I’ve seen a few versions of social-media posts recently along these lines: “I don’t want to go back to normal, because normal was the problem.”

I can’t agree. Normal was pretty great, so I look forward to it returning.

I’ll concede a few obvious things. Clearly the worldwide lockdown of the past month has helped the environment. Air quality is dramatically improved, according to what I’ve read, although in our part of the world it was good already. (And the problem of pasture burning didn’t get any better because of the lockdown.) Staying at home also reduces the stress of running hither and yon for work, kids’ events, and errands. Slowing down has encouraged long family dinners, and substantive talks, and reflection.

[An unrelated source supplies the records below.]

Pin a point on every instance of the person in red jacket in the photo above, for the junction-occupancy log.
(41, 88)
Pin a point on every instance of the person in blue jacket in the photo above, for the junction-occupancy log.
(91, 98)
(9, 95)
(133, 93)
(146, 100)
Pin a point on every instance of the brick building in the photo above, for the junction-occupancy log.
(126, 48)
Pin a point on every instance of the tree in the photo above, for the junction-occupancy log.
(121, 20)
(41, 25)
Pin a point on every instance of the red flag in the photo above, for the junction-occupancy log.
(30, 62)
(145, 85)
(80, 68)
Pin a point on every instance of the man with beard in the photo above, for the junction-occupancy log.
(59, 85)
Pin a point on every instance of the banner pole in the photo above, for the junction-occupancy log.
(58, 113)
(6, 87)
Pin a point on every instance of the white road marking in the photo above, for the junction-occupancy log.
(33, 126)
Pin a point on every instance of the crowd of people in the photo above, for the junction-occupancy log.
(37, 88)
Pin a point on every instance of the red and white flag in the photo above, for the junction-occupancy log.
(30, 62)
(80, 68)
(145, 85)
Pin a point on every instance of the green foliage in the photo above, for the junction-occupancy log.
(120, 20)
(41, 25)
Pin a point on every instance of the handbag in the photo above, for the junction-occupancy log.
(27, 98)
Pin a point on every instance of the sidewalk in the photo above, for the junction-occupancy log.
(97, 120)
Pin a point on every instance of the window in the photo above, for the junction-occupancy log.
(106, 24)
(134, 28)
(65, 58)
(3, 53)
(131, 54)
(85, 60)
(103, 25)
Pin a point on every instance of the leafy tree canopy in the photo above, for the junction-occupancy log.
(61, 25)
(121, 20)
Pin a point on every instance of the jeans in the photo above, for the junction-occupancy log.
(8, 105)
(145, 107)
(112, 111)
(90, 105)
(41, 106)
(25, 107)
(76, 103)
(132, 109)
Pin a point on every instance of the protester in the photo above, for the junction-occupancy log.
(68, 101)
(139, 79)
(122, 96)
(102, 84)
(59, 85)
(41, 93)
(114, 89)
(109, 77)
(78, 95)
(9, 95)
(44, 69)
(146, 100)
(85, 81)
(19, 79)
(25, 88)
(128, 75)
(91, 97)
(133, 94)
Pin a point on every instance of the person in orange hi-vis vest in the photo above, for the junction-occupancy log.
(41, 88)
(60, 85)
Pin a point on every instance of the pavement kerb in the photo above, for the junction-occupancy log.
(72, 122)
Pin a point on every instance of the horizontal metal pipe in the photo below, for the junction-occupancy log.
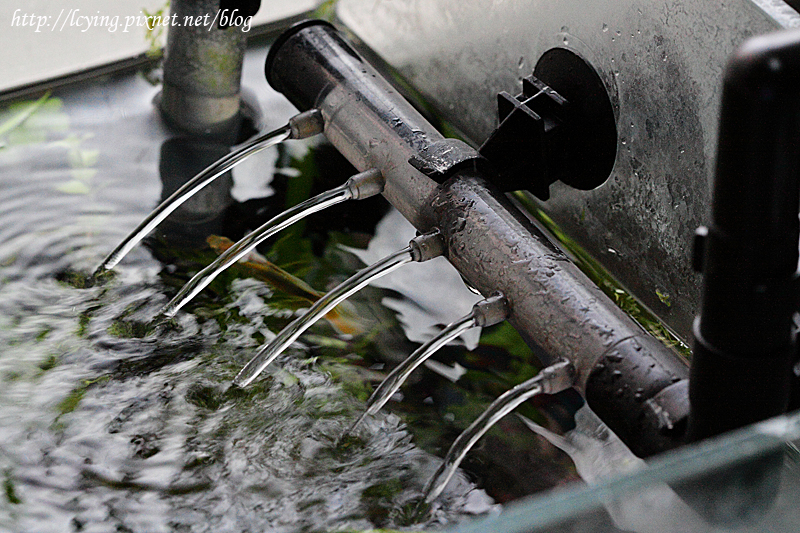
(365, 118)
(622, 371)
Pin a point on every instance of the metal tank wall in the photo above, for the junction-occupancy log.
(662, 65)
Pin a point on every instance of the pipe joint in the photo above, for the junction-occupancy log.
(306, 124)
(366, 184)
(491, 311)
(427, 246)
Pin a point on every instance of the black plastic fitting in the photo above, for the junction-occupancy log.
(744, 342)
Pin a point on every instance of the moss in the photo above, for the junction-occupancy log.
(385, 490)
(71, 402)
(48, 363)
(129, 329)
(205, 397)
(10, 491)
(611, 287)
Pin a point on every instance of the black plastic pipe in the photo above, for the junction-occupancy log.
(744, 342)
(632, 381)
(744, 345)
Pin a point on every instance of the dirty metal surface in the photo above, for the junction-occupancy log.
(662, 64)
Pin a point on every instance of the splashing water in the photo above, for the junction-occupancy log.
(289, 334)
(189, 189)
(249, 242)
(400, 374)
(484, 313)
(360, 186)
(554, 378)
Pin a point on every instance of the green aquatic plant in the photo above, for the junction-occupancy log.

All good. I hope this can teach people how to get things accomplished without as much driving around. I hope we’ll remain connected in ways that the lockdown has created.

But the government restrictions have also resulted in a dramatic spike in unemployment, and an economic collapse from which we won’t recover for years.

I also miss seeing people. I miss work colleagues, and the people I randomly bump into at the grocery store, unmasked. I miss sitting in the stands at kids’ sports events. I miss seeing friends, although because of my job I don’t actually have any, just people who like my wife. I miss big communal events -- K-State football games and Springsteen concerts come to mind -- where the sense of a shared experience can make you levitate. I miss the innocent notion that a high-five is not a viral vector.

Those things will return, minus the innocence. I know that.

I also know that pining for those missing things is not particularly productive at this moment, since clearly we need to continue to isolate ourselves. There’s no cure for the virus, and not enough testing. Businesses are going to reopen gradually, and we might have to hunker down again if the virus spikes up again. Which it almost certainly will.

But eventually, we’ll get back to normal.

And yes, normal will be good. Normal is not the problem. Not even close.

The problem is that there’s a deadly virus, and the lockdown is an attempt to keep people from getting sick and dying. The lockdown is not an attempt to change the world; people who say that “normal was the problem” make me suspect that their real interest is in changing the world, and therefore can’t really be relied upon for rational decisions based on science.

I’ve dutifully gone along with the lockdown, and strongly encouraged complying with it in this space, because I think it is important to protect the vulnerable and keep from overwhelming our health-care system. I think we have generally done a good job at that. We won’t be entirely done until there’s a vaccine. But then it’s done, and we get to go back to normal.

When that moment comes, save a high-five for me.